Award Abstract # 1446932
SHF: EAGER: Collaborative Research: Demonstrating the Feasibility of Automatic Program Repair Guided by Semantic Code Search

NSF Org: CCF
Division of Computing and Communication Foundations
Recipient: IOWA STATE UNIVERSITY OF SCIENCE AND TECHNOLOGY
Initial Amendment Date: July 1, 2014
Latest Amendment Date: July 20, 2015
Award Number: 1446932
Award Instrument: Standard Grant
Program Manager: Sol Greenspan
sgreensp@nsf.gov
 (703)292-7841
CCF
 Division of Computing and Communication Foundations
CSE
 Directorate for Computer and Information Science and Engineering
Start Date: July 1, 2014
End Date: August 31, 2016 (Estimated)
Total Intended Award Amount: $72,950.00
Total Awarded Amount to Date: $87,539.00
Funds Obligated to Date: FY 2014 = $56,193.00
FY 2015 = $0.00
History of Investigator:
  • Kathryn Stolee (Principal Investigator)
    ktstolee@ncsu.edu
Recipient Sponsored Research Office: Iowa State University
1350 BEARDSHEAR HALL
AMES
IA  US  50011-2103
(515)294-5225
Sponsor Congressional District: 04
Primary Place of Performance: Iowa State University
209 Atanasoff
Ames
IA  US  50011-2207
Primary Place of Performance
Congressional District:
Unique Entity Identifier (UEI): DQDBM7FGJPC5
Parent UEI: DQDBM7FGJPC5
NSF Program(s): Software & Hardware Foundation
Primary Program Source: 01001415DB NSF RESEARCH & RELATED ACTIVIT
01001516DB NSF RESEARCH & RELATED ACTIVIT
Program Reference Code(s): 7916, 7944
Program Element Code(s): 779800
Award Agency Code: 4900
Fund Agency Code: 4900
Assistance Listing Number(s): 47.070

ABSTRACT

Software is an integral part of our everyday lives, and our economy relies heavily on software working correctly. However, bugs in software cause security breaches, and cost our economy billions of dollars annually.
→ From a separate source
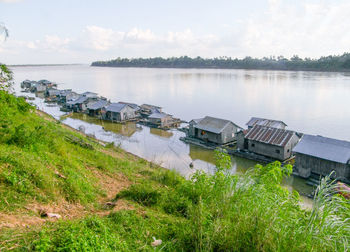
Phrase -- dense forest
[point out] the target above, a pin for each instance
(328, 63)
While these high costs of bugs are well known, the software industry struggles to remedy the situation because the inherent complexity of the software makes bugs so common that new bugs are typically reported faster than developers can fix them. The goal of this project is to develop a technique that fixes bugs
automatically, greatly reducing the cost of fixing the bugs, improving quality of software, and reducing the negative effects on the economy and society.

Because so much software has already been written, many subroutines, data structures, and algorithm implementations already exist as part of open-source software. Therefore, for many software bugs, there already exist subroutines, data structures, and algorithm implementations in other open-source software that implement the correct behavior and can be substituted into buggy systems to fix the bugs. This project verifies two key properties necessary to build such a bug fixing technique. First, the project attempts to validate the assumption that correct code candidates actually exist in open-source software code bases. Second, the project aims to demonstrate that semantic code search techniques can effectively find these code candidates, and that the gaps between the correct and incorrect versions can be bridged using automatic techniques. Altogether, this exploratory project is intended to establish the feasibility of automated bug fixing through semantic search of open-source software. The broader impact of this work is the advancement of techniques that improve software quality, which, in turn, reduces the negative economic and societal effects of software bugs. This grant is exploratory work on an untested, but potentially transformative, research idea.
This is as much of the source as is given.